Beyond just font features, we need participation. The variable font format was introduced by four of the largest companies driving the web: Adobe, Apple, Google, and Microsoft (with substantial efforts from others, but those were the 4 on stage). In the past three years however, visible signs of support have been uneven at best. Browser support came along very quickly, but then things seemed to stall. Adobe introduced variable font in Photoshop and Illustrator, but it’s generally at ‘rough beta’ level of reliability. There have been some bright spots recently with Monotype’s recent font releases, and a huge step forward with the developments from Google. 

We need more

It shouldn’t be left to three or four individuals to promote variable fonts and encourage their adoption. We need more educational documentation, accurately written, and put where users will see it (meaning on the major sites like Google Font’s site, in the Monotype Mosaic and interfaces, etc). And we need partnership. As John Maeda pointed out in his opening night keynote, just because you build it doesn’t mean anyone will come. Likewise, just making a variable font and putting it up for sale on your site does nothing—and understandably nobody is buying them. 

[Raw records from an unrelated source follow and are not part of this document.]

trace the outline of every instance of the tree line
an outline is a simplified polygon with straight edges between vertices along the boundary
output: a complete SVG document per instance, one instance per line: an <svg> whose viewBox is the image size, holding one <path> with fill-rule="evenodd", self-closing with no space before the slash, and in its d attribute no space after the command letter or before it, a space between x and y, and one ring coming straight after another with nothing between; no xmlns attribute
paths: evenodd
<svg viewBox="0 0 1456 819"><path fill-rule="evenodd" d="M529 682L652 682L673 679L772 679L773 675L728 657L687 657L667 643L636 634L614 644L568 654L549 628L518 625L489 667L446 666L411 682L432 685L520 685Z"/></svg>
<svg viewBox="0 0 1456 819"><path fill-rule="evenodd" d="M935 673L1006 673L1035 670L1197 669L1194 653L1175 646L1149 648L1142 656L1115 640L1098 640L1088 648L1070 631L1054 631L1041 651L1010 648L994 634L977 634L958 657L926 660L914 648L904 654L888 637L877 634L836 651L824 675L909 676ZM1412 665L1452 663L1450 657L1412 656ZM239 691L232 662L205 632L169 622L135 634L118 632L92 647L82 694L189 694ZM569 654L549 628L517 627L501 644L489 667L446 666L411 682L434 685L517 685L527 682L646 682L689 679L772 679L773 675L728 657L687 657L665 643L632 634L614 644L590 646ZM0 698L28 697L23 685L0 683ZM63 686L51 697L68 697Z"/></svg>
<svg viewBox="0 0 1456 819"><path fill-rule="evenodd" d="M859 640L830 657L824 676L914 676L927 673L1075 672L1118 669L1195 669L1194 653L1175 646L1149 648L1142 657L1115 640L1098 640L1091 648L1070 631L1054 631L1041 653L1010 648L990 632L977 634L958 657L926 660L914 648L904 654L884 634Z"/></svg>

But that’s because nothing is being done to market them. We need to work together to leverage your knowledge of the fonts (and which clients are using them), and our knowledge of the web. Let’s pitch together and get a few clients excited. It’s not just me either: there are a number of web folk who would be thrilled to help. 

Together we can get clients excited, and help their team with the implementation, ensuring that they are working with the best format (it should always be WOFF2 for the web), that the font is properly subset and optimized for their needs, and that they are integrated into the HTML and CSS in the best possible manner. Once there are a few more sites to point to and case studies to showcase, momentum will pick up even more. I’m encouraged by the reactions I’ve seen, and grateful for those who have approached me already since I gave the talk. I have no doubt that there are great things to come.